Globalization

 

Congratulations are certainly due to 2001 Brown graduate Cory Gibbs, who was selected to the 23-man United States World Cup soccer team. He's the first Ivy League graduate to make the U.S. team since it re-emerged on the international scene in 1990, when it qualified for its first World Cup in 40 years.

Now those of you who follow soccer closely are well aware that the roster announcement came out on Tuesday. Why, then, did it take me so long to make this post?

Because no one I talked to knew whether Gibbs actually was the first Ivy League to make the U.S. World Cup squad in the modern era.
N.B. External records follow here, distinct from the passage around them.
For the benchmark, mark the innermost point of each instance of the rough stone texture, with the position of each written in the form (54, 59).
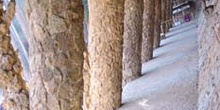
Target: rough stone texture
(105, 53)
(163, 19)
(55, 54)
(157, 23)
(132, 40)
(209, 62)
(148, 30)
(15, 93)
(167, 15)
(86, 80)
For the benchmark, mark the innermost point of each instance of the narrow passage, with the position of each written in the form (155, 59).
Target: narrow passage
(169, 81)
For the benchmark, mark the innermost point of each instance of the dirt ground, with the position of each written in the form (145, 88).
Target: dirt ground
(169, 81)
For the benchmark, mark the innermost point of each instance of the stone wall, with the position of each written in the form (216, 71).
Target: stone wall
(209, 61)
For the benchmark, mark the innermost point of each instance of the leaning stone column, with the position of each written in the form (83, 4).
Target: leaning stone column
(56, 54)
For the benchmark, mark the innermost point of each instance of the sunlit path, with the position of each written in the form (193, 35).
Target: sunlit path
(169, 81)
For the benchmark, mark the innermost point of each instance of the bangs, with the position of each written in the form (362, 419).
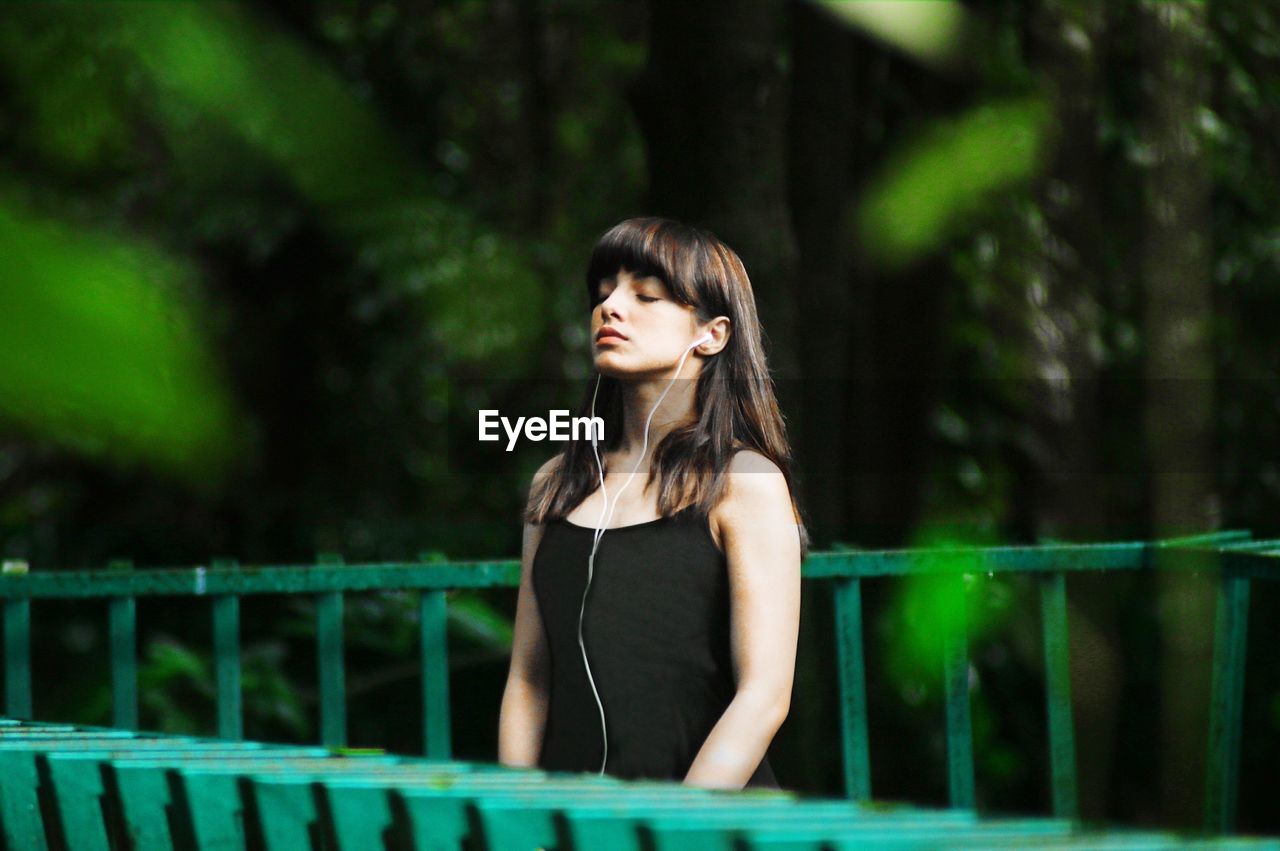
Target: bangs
(645, 247)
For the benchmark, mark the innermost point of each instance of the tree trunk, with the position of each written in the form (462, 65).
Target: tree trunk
(1178, 381)
(711, 105)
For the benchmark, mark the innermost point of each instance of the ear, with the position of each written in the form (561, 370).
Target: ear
(720, 329)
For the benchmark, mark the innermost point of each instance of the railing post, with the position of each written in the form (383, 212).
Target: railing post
(17, 650)
(227, 658)
(123, 626)
(848, 598)
(1057, 687)
(955, 673)
(329, 652)
(1228, 703)
(433, 622)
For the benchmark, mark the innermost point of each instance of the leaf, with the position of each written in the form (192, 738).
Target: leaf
(940, 183)
(101, 352)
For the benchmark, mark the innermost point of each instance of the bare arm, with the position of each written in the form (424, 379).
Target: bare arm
(522, 717)
(762, 547)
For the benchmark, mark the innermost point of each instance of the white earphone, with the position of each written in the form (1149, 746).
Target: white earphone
(607, 515)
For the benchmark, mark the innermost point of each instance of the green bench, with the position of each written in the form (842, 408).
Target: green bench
(88, 788)
(1232, 556)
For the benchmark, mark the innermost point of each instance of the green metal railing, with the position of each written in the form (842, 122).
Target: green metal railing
(1232, 556)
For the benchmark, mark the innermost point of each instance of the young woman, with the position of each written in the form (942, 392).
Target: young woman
(662, 646)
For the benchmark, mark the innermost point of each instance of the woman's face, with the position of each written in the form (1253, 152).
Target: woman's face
(638, 328)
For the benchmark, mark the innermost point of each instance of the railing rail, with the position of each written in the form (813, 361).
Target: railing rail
(1232, 556)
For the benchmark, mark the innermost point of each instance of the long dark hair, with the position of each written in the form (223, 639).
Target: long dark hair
(735, 401)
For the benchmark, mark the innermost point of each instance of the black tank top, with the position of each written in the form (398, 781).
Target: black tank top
(657, 639)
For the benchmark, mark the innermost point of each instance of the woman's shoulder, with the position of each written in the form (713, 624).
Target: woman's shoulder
(755, 492)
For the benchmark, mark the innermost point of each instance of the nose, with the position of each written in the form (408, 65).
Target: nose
(608, 306)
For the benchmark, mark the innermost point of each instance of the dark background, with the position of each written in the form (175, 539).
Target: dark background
(1016, 265)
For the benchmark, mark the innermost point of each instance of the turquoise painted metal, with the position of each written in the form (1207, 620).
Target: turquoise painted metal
(350, 805)
(97, 790)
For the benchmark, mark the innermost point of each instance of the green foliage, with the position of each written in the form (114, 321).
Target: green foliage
(940, 183)
(101, 349)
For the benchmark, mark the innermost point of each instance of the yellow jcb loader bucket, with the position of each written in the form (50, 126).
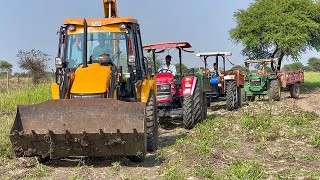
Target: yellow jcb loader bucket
(79, 127)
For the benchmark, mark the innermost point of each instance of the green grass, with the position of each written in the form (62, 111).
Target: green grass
(38, 172)
(29, 95)
(311, 82)
(244, 169)
(172, 172)
(205, 172)
(8, 105)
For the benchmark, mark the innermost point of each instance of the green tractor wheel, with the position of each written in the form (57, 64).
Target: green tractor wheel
(275, 90)
(294, 91)
(232, 97)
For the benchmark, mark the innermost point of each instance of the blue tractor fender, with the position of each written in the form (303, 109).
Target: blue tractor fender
(214, 80)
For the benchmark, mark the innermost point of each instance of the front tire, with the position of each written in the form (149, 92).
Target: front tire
(275, 90)
(294, 91)
(152, 123)
(232, 95)
(205, 108)
(192, 111)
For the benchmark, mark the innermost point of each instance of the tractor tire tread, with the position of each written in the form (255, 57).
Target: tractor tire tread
(152, 124)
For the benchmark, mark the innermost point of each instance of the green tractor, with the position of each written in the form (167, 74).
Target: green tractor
(271, 83)
(262, 82)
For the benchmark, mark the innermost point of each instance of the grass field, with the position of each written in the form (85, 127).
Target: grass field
(312, 81)
(260, 141)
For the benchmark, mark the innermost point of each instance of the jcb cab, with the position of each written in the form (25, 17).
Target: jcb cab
(105, 102)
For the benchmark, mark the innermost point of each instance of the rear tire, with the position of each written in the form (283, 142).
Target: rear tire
(294, 91)
(192, 111)
(251, 98)
(241, 96)
(152, 123)
(205, 109)
(275, 90)
(232, 95)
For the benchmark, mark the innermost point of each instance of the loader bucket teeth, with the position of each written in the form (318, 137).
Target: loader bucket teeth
(79, 127)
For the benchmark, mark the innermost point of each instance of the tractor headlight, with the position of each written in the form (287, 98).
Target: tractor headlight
(82, 96)
(255, 80)
(71, 27)
(163, 87)
(122, 26)
(58, 62)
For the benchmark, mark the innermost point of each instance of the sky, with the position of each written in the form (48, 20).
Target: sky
(205, 24)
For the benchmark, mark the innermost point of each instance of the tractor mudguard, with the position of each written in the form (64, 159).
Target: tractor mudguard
(188, 85)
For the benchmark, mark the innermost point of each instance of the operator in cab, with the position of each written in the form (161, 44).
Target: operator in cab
(214, 70)
(102, 48)
(168, 66)
(261, 70)
(104, 59)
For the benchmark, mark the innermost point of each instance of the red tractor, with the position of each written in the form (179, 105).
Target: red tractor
(179, 96)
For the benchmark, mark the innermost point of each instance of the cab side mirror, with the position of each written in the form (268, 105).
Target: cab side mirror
(60, 63)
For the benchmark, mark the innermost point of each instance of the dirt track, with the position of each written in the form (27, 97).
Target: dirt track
(150, 169)
(121, 168)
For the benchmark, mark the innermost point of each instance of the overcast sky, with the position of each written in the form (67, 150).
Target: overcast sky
(205, 24)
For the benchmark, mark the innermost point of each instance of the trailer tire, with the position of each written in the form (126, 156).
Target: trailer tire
(192, 111)
(251, 98)
(205, 109)
(275, 90)
(294, 91)
(241, 96)
(152, 123)
(232, 95)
I sent an email to perhaps the most influential person in American soccer, Columbia University economics professor and newly elected U.S. Soccer Federation president Sunil Gulati, and he suspected it was true but wasn't sure. I called the U.S. Soccer Federation and no one there knew. I wrote to some other sportswriters I've met with Ivy League connections and none of them knew.

I called the Ivy League office and they didn't know, which I think reflects rather badly on them because this is pretty important, especially given the global reach of the Ivy League's academic reputation and Gibbs' stature with the U.S. team. This is the world's game, after all.

I finally got the answer I was looking for by going through all the rosters from the 1990, 1994, 1998 and 2002 teams, and searching for where all the players went to college. It didn't take too long, but it's not the sort of information that soccer's governing bodies keep track of because the rest of the world doesn't care about college sports the way Americans do.

I did manage to find a few other Ivy League connections to the world's premier sporting event along the way:

-- Former Columbia football coach Aldo Donelli, who led the Lions to their only Ancient Eight title in the sport in 1961, was the only American player to score a goal in the 1934 World Cup in Italy, although he went to college at Duquesne.

-- Former U.S. goalkeeper Juergen Sommer, who was on the 1994 World Cup team, used to be an assistant coach at Harvard. Bruce Murray, a forward on the 1990 team (the first American team to qualify for the World Cup in 40 years), is an assistant coach with the Crimson now.

-- On the current team, head coach Bruce Arena is a 1973 Cornell graduate. One of his assistants on the 2002 team, Dave Sarachan, was the head coach of the Big Red from 1989 to 1997 after graduating from Cornell in 1976.

The World Cup kicks off in Germany on June 9; the first game for Gibbs and the United States is against the Czech Republic is June 12.